A new way to play "Guess Who?"

So yesterday after a dinner of nice Chianti, bruschetta, e pasta a la vodka a la funge portabella, we set out for a board game. This quest began around 10 PM mountain, so finding an open toy store was impossible; trusty Wal-Mart had to suffice. After narrowing our choices to "Twister:Hopscotch" (which could be the name of a Nicholas Cage flick), "Guess Who?", and "Life", we decided upon the former (which would be the second in a series of three.)

I'm sure you remember this game from childhood; it features two boards of 24 matching faces with 24 "draw cards", each portraying one of 24 "characters" in this petty game. You each draw one, ask yes or no questions alternatingly, and thus try to deduce which "character" you opponent has drawn. Usually, the questions go something like this: "Does your person have brown hair?" "Yes. Does your person wear glasses?" Pretty standard. Problem is, this "hyper-objective" approach to the game really dichotomizes people unnecessarily and throws alot of bias into your world. So we came up with a new way to ask questions, a way that involves alot of grey area, which I like. ("How grey?" "Charcoal."--Fletch) (Did you know grey can be spelled with an "a" also? Although greyhound is always spelled with an "e".)

So the new way to ask questions involves alot more personality development and creative thought on the part of the players. Instead of objective questions like, "Is your person bald?," you ask questions like "If your person went Thailand, would he try to engage in child sex?" or "Has your person ever worked in the computer industry?" Believe me, this is much MUCH more fun than the original game, which may I remind you is a children's game primarily intended for the twelve and under demographique.

Here's a little sample of the interplay and witty repartee in which you can hope to engage:

Playa1: "Has your person ever been in a fight and won?"
Playa2: "Never been in a fight. Does your person do Sudoku with any regularity?"
Playa1: "Only when pressured at the office. Has your person ever visited an STD clinic under an assumed name, preferably Ron Mexico?"
Playa2: "Absolutely and on a regular basis. Does your person eat a salad at least six days a week?"

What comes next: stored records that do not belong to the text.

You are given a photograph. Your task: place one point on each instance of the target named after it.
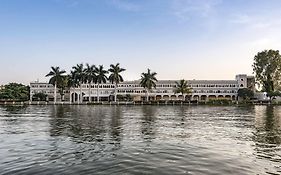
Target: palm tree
(90, 77)
(182, 87)
(100, 77)
(79, 76)
(72, 82)
(115, 77)
(148, 81)
(56, 76)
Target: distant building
(202, 90)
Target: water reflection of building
(201, 90)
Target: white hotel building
(202, 90)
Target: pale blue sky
(191, 39)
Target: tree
(267, 70)
(63, 84)
(90, 77)
(274, 94)
(115, 77)
(182, 87)
(72, 82)
(148, 81)
(100, 77)
(79, 77)
(245, 93)
(56, 77)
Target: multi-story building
(201, 90)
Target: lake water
(140, 140)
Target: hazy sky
(191, 39)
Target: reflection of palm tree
(267, 130)
(116, 127)
(182, 87)
(115, 77)
(148, 81)
(148, 128)
(100, 77)
(90, 77)
(56, 76)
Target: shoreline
(162, 103)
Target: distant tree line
(93, 74)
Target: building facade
(201, 90)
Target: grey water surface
(140, 140)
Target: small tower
(241, 80)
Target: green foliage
(78, 74)
(182, 87)
(39, 97)
(148, 80)
(101, 74)
(245, 93)
(56, 75)
(15, 92)
(267, 69)
(115, 71)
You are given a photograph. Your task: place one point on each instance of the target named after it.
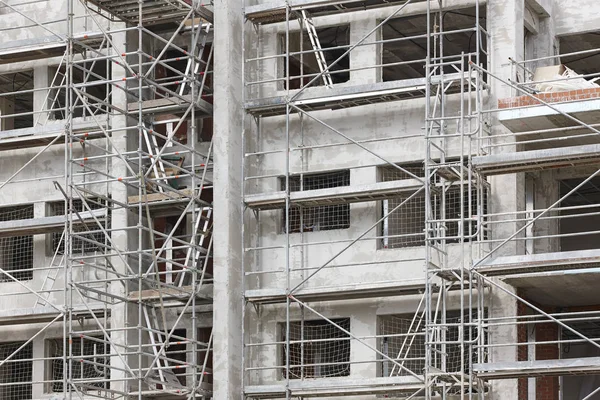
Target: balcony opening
(16, 373)
(90, 364)
(579, 215)
(82, 242)
(405, 227)
(405, 58)
(304, 58)
(319, 218)
(16, 100)
(402, 338)
(318, 349)
(16, 252)
(93, 94)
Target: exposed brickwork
(552, 97)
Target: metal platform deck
(40, 226)
(523, 369)
(565, 260)
(169, 105)
(335, 387)
(538, 118)
(337, 195)
(274, 11)
(182, 294)
(339, 97)
(45, 134)
(45, 47)
(154, 12)
(344, 292)
(533, 160)
(45, 314)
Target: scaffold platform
(525, 369)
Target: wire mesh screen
(16, 373)
(454, 229)
(447, 356)
(321, 218)
(318, 349)
(16, 252)
(89, 364)
(82, 243)
(405, 227)
(402, 338)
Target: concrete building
(296, 199)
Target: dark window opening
(16, 252)
(304, 67)
(402, 338)
(319, 218)
(318, 349)
(170, 260)
(16, 101)
(405, 58)
(94, 93)
(90, 363)
(81, 242)
(16, 374)
(205, 356)
(176, 353)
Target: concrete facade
(254, 257)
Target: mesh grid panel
(406, 344)
(318, 349)
(87, 363)
(79, 244)
(321, 218)
(405, 227)
(16, 252)
(16, 374)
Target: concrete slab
(337, 195)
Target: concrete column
(364, 56)
(505, 24)
(228, 152)
(40, 97)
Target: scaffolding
(309, 169)
(122, 300)
(431, 201)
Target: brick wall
(551, 97)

The game is also augmented by random statements about the characters' personal lives, such as: "Maricia is a buck-toothed skank!" and "This guy probably met his wife through"

I lost, naturally, as women are far more able to personify a real person from an animated figure on a card. It also helped that she picked Zachary almost every time, cheater.

(Note: Zachary is behind and to the left of the yellow Megan card, sorry this is the best I could find.)